000 0xx Xxxxxx, 0xx Xxxxx
New York, NY 10019
PERSONAL AND CONFIDENTIAL
December 3, 2013 |
Global Geophysical Services, Inc.
00000 Xxxxx Xxxxxxx Xxxx
Missouri City, TX 77489
Amendment to Fee Letter
Ladies and Gentlemen:
Reference is made to the Fee Letter, dated as of September 30, 2013 (as amended or otherwise modified from time to time, the "Fee Letter"), by and among Global Geophysical Services, Inc., a Delaware corporation (the "Company"), TPG Specialty Lending, Inc. and Xxxxxxxxxx Capital Partners, LLC. Any capitalized term used but not defined herein shall have the meaning ascribed to such term in the Fee Letter or in the Financing Agreement (as defined in the Fee Letter).
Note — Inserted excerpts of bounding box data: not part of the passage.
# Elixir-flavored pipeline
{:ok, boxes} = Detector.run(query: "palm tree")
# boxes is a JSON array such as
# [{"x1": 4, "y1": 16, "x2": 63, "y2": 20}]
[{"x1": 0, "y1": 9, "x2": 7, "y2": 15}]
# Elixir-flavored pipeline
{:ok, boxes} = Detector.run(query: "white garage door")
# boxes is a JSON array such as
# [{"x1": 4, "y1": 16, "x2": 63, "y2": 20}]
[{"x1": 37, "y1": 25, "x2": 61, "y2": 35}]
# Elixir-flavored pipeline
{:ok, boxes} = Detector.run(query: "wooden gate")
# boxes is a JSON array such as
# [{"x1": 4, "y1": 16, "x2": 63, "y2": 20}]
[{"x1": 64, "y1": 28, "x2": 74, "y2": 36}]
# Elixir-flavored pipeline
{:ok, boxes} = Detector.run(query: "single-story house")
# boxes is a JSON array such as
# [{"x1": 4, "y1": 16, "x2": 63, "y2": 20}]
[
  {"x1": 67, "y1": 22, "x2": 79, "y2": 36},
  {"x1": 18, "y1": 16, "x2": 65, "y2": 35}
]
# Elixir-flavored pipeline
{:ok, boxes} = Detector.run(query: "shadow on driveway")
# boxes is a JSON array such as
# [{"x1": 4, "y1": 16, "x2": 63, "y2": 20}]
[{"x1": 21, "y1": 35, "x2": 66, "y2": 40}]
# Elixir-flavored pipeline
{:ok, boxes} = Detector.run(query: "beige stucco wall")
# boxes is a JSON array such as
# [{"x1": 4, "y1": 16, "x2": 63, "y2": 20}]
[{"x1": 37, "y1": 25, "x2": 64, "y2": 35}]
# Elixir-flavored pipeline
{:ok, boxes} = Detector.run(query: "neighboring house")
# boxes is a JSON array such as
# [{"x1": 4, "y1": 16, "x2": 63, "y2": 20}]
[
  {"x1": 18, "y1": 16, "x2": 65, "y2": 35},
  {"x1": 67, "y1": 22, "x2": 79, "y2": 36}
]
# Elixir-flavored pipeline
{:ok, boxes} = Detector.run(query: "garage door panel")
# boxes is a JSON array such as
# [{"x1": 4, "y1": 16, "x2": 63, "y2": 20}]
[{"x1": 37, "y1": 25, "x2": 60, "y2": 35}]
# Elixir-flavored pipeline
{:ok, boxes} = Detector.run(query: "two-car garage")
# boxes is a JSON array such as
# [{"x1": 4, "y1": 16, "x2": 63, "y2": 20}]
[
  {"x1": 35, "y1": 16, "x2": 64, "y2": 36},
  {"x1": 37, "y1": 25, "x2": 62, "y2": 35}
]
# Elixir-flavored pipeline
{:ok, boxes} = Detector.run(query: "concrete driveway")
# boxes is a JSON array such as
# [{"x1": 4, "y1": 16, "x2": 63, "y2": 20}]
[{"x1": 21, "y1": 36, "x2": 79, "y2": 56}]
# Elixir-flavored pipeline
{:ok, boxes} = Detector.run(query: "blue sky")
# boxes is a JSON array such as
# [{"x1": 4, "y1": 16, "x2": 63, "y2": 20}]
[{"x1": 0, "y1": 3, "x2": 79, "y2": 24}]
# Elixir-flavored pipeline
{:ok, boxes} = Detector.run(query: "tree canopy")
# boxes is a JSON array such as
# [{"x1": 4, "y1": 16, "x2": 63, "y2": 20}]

The parties hereto wish to amend the Fee Letter as follows:
1. Section 3 and Section 4 of the Fee Letter are hereby amended by deleting each instance of the phrase "the first anniversary of the Closing Date" contained therein, and inserting the phrase "the date that is 18 months following the Closing Date" in its stead.
2. Section 4 of the Fee Letter is hereby amended by deleting the grid contained therein and inserting the following grid in its stead:
Relevant period (number of
calendar months elapsed since
the Closing Date)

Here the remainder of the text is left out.